As FWPM are fragile to so many factors, requiring near pristine river conditions to survive, they are a valuable indicator of overall river health. If the population of FMPW suddenly declines in areas in which they were known to exist, it often indicates a reduction in river quality. For example, at Ennerdale water in Cumbria in 2012, there was a sudden decline of 90% of the existing FWPM population (over 90,000 individuals). An investigation to the cause was launched and it was discovered that a decrease in water level in the outflow of the lake, caused the temperature to increase and oxygen levels to decrease. So the mussels could not survive. Reasons for the reduction in water level is not yet understood.

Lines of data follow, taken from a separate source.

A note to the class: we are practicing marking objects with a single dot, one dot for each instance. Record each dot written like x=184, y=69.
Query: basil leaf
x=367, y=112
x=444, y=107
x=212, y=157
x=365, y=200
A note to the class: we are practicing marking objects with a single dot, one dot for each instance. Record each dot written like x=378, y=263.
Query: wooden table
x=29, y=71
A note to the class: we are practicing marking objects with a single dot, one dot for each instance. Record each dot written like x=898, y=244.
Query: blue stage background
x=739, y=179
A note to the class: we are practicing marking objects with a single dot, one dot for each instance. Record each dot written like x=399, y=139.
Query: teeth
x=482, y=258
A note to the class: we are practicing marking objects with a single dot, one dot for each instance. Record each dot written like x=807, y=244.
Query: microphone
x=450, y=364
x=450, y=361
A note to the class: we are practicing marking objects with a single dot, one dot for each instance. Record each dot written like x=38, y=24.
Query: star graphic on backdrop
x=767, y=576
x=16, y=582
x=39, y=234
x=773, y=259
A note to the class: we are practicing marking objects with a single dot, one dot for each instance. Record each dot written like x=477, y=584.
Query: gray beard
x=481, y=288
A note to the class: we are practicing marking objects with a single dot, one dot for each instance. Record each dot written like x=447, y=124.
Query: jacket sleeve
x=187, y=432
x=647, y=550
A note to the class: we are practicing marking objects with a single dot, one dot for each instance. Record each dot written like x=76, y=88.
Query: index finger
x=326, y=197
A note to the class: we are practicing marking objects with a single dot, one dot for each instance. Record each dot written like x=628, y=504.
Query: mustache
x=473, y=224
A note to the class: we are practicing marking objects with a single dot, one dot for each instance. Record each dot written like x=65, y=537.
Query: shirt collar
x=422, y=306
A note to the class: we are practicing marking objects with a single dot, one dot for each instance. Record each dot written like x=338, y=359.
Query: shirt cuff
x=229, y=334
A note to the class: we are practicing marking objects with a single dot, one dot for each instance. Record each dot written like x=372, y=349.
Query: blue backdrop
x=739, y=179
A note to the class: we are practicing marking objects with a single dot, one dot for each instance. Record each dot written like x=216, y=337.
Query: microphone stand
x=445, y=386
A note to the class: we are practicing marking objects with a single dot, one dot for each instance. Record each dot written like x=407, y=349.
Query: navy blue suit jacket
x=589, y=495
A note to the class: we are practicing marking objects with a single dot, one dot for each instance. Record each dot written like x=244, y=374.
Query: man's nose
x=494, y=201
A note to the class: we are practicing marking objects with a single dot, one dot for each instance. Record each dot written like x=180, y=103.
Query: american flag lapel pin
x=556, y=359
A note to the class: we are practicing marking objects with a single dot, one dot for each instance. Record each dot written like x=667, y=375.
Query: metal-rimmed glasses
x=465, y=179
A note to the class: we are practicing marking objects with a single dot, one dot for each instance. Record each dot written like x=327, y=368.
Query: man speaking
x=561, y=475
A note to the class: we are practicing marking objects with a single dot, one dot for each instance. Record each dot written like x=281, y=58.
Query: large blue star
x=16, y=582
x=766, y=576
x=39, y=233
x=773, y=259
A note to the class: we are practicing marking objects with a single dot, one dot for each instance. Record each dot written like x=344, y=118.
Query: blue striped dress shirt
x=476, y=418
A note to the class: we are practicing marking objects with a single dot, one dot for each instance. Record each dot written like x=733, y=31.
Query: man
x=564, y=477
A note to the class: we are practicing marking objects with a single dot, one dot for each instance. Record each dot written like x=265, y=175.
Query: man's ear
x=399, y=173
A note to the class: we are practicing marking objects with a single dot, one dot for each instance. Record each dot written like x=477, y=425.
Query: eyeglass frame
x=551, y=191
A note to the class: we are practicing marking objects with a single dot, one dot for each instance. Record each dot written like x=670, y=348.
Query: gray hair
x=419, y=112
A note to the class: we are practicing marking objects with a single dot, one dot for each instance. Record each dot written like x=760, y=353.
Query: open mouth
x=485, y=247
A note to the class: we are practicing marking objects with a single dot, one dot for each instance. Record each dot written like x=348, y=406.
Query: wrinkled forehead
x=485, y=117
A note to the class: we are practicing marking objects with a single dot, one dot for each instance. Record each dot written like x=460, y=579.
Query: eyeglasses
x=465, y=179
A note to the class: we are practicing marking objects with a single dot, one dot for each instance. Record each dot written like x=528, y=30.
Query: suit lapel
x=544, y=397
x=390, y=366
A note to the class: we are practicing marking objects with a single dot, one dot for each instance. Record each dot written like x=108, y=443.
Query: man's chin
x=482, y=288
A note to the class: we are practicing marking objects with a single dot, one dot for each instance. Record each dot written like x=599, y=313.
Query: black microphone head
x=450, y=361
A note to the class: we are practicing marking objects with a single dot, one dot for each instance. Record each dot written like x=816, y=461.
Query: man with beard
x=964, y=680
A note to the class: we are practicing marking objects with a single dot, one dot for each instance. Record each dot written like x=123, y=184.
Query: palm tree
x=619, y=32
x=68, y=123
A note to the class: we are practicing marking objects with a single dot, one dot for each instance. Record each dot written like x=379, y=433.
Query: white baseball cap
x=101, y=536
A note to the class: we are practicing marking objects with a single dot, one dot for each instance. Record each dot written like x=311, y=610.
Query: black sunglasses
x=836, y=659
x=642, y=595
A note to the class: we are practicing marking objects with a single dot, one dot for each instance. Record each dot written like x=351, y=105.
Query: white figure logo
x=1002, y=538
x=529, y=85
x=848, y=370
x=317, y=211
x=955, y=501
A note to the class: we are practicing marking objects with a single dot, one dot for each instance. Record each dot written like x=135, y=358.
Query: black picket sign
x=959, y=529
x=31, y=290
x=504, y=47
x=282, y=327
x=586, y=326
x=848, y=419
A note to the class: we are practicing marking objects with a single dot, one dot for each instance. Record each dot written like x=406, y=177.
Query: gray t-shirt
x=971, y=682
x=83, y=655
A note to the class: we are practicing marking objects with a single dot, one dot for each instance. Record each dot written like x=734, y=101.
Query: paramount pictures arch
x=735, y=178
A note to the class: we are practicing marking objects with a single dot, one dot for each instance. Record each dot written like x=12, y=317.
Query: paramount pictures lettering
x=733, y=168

As previously mentioned, FWPM used to be widespread and common throughout the entire UK. The decline of the FWPM is almost entirely linked to human interference. It is certain that the decline in the mussel is evidence of a serious decline in water quality in the UK. It is no coincidence that it is in the North of Scotland, where the human population is very low, that the mussel exists in their greatest numbers.
FWPM are a keystone species in the rivers in which they live, as well as an important indicator species of river health and pollution levels. So does the FWFM deserve the £900,000 of government funding more than people do? In my personal opinion they do. The preservation of any species in decline is extremely important, never mind one threatened with extinction. This is likely our last chance to save the Freshwater Pearl Mussel, and it deserves all the money it can get. We are the root cause their destruction, and we owe them this much.